入る前に、姓名、出身地、現住所、本籍地をできれば声に出して伝えてください。沖縄では先祖に手を合わせる時も自己紹介から始めるそうです。名は自分自身、姓は祖先です。ご先祖様も一緒に聖地に連れていくのです。生まれた所や、住んでいる所を伝えるのは、あなたに関わりのある場所の神様と、沖縄の神様をつなげるためです。
さて、御門口の少し先の左手に見えてくるのが『大庫理(ウフグーイ)』です。
しばらく森の中にある一本の石畳道を登って行きます。
少し高くなった座敷のような空間の奥に、大きな岩に向かって祈りの場が設けられています。ここは聞得大君の就任の儀式が執り行われていた場所だそうです。
斎場御嶽(せーふぁうたき)の艦砲穴(かんぽうあな)。
ここは池ではなく、第二次世界大戦中にアメリカ軍が砲撃した跡です。
終戦直後には、このような穴が島中至る所にあったそうですが、現在、はほぼ埋められて残っていません。この穴は御嶽の中ということもあり、戦争遺跡として保存されています。
二番目の拝所は寄満(ユインチ)です。
台所を意味する寄満は海外から集められた交易品が溢れ、国を潤す豊穣に満ちた状態の象徴とされています。
三番目の拝所はシキヨダユル、アマダユルです。
天から垂れているような二本の鐘乳石が祈りの対象です。
天の恵みが鐘乳石を伝い滴り落ち、水が溜まる小さな壺は、吉兆を占う儀式に使われていたそうです。
四番目の拝所は、 自然にできたとは思えない不思議な空間、 斎場御嶽の三角岩、三庫理(サングーイ)です。

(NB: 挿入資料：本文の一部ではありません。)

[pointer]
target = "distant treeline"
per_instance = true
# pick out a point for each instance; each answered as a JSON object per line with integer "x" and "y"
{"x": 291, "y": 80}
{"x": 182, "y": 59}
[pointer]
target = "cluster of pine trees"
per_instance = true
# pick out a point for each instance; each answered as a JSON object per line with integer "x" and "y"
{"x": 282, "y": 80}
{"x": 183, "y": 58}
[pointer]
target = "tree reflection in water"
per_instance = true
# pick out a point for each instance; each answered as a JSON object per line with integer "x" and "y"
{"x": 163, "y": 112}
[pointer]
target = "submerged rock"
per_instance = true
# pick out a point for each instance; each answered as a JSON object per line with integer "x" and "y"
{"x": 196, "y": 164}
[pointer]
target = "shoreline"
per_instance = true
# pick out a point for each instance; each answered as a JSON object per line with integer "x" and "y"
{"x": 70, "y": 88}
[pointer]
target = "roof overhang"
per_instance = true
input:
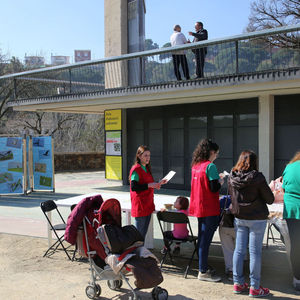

巨大な石灰岩がつくりだす三角形の空間は、斎場御嶽の象徴で、中でもひときわ目を引きます。巨大な岩で三角形のトンネルになっています。左側の岩と右側の岩がバランスを取っていることから、「安定の場所」と言われているそうです。
圧倒的な自然の力と造形美を感じます。斎場御嶽が琉球王国時代から特別な場所だったことに納得します。
ゆっくり歩いて向こう側にたどり着くと、右側にあるのが、チョウノハナ。クバの木を伝って琉球の創世神であるアマミクが降臨する場所といわれています。置かれているのはブロックではなく香炉です。
こちらも神聖な場所なので、この香炉に触ることは禁止です。
左側には、久高島を臨むことのできる拝所があります。
地図を見ると、斎場御嶽は首里城と久高島の中間にあり、その三か所を線で結ぶと一直線になります。最初の、久高島遥拝所(くだかじまようはいじょ)とともに、斎場御嶽からの景色です。